My target swings his own flamethrower around and lines me up in his sights. I see the pilot light dance. In seconds, I’ll be a crispy critter.
“Mimi, you’re sure about this s
uit?”
“Affirmative.”
“One hundred percent sure?”
“Ninety-nine point percent sure,” she says. “Statistics always account for a margin of error.”
“Good enough for me!” I shout out loud as the jet from the flamethrower baths my body in liquefied petrol. Heat coursing across my flesh, fire swaddling me like a blanket, I take two long strides and leap—
Onto the war truck.
Grab the flamethrower and shove it aside.
Raise my fist, still burning like a torch.
And punch a stunned and terrified wobblie in the chest.
He flies off the truck bed and lands in the muck. Screaming. Rolling, the wet mud sucking the fire from his raggedy clothes.
“Mimi!” I yell. “I’m on fire! Do something!”
“Endeavoring,” she says.
“Endeavor faster!” I yell as a bullet pings off my helmet.
The driver. He’s out of the cab, raising a needle cannon, taking aim at my fiery head. I duck, using the truck to shield myself. The needles hit the vehicle’s steel body thwick-thwick-thwick as I slap my arms and legs, trying to kill the flames.
“Die!” the driver screams, and raises his weapon again—just a second before Aziz slams into him, driving him to the ground and putting out his lights with a right cross to the chin.

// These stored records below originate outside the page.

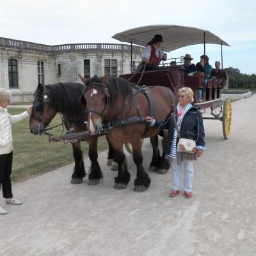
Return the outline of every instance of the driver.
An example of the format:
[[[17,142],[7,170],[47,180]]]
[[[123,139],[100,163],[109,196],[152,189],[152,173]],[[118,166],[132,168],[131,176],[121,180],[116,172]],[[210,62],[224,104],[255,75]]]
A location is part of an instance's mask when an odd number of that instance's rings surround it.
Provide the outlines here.
[[[159,62],[166,60],[167,54],[161,48],[163,42],[164,41],[161,35],[155,35],[141,52],[141,61],[147,63],[145,70],[157,69]]]

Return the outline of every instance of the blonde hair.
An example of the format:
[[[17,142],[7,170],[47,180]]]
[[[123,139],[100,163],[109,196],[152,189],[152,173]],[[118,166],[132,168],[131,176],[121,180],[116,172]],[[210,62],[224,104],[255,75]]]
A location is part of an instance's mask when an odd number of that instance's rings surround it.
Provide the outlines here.
[[[180,93],[181,92],[184,92],[186,95],[188,97],[189,99],[189,102],[190,103],[193,102],[194,101],[194,93],[193,92],[193,90],[191,88],[189,87],[182,87],[179,90],[179,93]]]
[[[10,100],[11,93],[4,88],[0,88],[0,103]]]

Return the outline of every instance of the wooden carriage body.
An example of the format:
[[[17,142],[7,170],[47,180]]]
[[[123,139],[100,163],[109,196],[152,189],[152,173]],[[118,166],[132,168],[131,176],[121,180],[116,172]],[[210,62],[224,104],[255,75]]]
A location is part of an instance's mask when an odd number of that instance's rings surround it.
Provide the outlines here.
[[[120,76],[140,86],[163,86],[169,88],[177,96],[179,90],[189,87],[194,92],[195,103],[200,109],[212,107],[212,109],[222,105],[221,92],[224,81],[220,79],[210,79],[204,86],[204,81],[198,77],[184,76],[184,67],[160,67],[158,70],[132,73]],[[198,90],[203,92],[203,102],[199,102]]]

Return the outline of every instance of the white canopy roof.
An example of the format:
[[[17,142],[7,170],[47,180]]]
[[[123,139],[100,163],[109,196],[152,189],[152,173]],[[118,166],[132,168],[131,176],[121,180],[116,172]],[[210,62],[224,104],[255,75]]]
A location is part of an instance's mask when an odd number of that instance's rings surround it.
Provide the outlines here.
[[[145,46],[156,34],[163,36],[162,47],[164,51],[170,52],[184,46],[204,44],[204,33],[205,33],[205,44],[221,44],[230,46],[220,37],[207,30],[196,28],[176,25],[152,25],[135,28],[118,33],[112,38]]]

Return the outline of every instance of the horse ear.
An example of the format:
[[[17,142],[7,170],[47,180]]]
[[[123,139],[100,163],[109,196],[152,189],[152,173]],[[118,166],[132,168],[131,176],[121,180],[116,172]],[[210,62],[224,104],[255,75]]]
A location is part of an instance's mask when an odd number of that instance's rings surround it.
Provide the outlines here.
[[[86,84],[86,79],[84,77],[83,77],[83,76],[81,76],[80,74],[78,75],[78,76],[80,77],[81,80],[82,81],[82,82]]]
[[[102,84],[107,84],[108,80],[108,73],[106,72],[104,74],[104,75],[103,76],[103,77],[102,77]]]
[[[43,84],[41,84],[41,83],[39,83],[37,85],[37,88],[36,89],[40,93],[42,93],[43,92],[44,92],[44,86],[43,86]]]

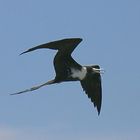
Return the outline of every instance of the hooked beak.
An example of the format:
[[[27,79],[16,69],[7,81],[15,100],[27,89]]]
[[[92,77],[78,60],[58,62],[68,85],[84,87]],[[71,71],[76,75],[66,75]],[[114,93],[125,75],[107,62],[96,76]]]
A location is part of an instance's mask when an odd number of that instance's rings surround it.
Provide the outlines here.
[[[102,69],[102,68],[100,68],[100,69],[92,68],[92,69],[93,69],[93,71],[94,71],[95,73],[99,73],[99,74],[104,74],[104,73],[105,73],[105,70]]]

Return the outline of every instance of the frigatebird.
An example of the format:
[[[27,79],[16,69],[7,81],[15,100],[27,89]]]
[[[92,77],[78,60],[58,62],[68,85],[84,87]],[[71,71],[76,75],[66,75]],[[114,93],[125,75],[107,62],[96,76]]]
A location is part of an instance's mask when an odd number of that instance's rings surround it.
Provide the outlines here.
[[[83,90],[91,99],[94,107],[97,108],[99,115],[102,103],[101,73],[103,69],[100,69],[99,65],[82,66],[72,58],[72,52],[81,41],[81,38],[67,38],[38,45],[21,53],[20,55],[37,49],[57,50],[58,52],[53,60],[56,76],[53,80],[50,80],[44,84],[34,86],[11,95],[37,90],[43,86],[55,83],[80,81]]]

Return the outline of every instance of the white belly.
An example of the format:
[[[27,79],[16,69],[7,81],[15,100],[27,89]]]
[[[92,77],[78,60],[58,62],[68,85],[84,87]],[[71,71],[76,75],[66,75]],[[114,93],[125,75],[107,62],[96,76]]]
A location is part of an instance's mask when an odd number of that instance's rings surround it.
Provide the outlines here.
[[[71,74],[72,78],[78,78],[79,80],[83,80],[87,74],[87,69],[86,69],[86,67],[82,67],[81,70],[72,68],[71,73],[72,73]]]

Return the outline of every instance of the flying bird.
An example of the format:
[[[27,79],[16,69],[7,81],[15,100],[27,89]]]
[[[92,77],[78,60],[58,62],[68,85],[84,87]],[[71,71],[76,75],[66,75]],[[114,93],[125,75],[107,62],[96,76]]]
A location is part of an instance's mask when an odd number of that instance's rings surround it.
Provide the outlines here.
[[[67,38],[42,44],[21,53],[20,55],[37,49],[57,50],[53,60],[56,76],[53,80],[50,80],[46,83],[34,86],[21,92],[13,93],[11,95],[37,90],[43,86],[55,83],[80,81],[83,90],[91,99],[94,107],[97,108],[99,115],[102,103],[101,73],[104,70],[98,65],[82,66],[72,58],[72,52],[81,41],[81,38]]]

“Holy shite, Durango!” Aziz says, his eyes wide as hubcaps. “What have you done?”
“Mimi! I’m on fire!”
“Fire is under control,” she says. “The combustible fuel is burning off, and your armor is dissipating the heat at an acceptable rate.”
“Then why are my feet so hot?” I ask. “Why do I still smell petrol?”
Aziz answers the question for me. By pointing at the tank connected to the flamethrower.
A tank that’s glowing red and expanding at a terrifying rate.
“It’s going to blow!” I scream, and jump from the war truck.
An instant later, the petrol tank explodes, sending a shock wave that throws us both ten meters in the air, propelling us like rag dolls tossed by a petulant child. We land hard in the sludge, and by the time we stop rolling, there’s a second explosion—the vehicle’s fuel tank—that blows the truck to smithereens.
I raise my head from the muck, taking in the carnage. The dark night is lit by the flaming vehicle, and I can clearly see the two other trucks, with the Razor still standing on the roof of his vehicle, shouting orders over his PA. The đibui are running helter-skelter, firing into the air, shooting anything that move, including one another.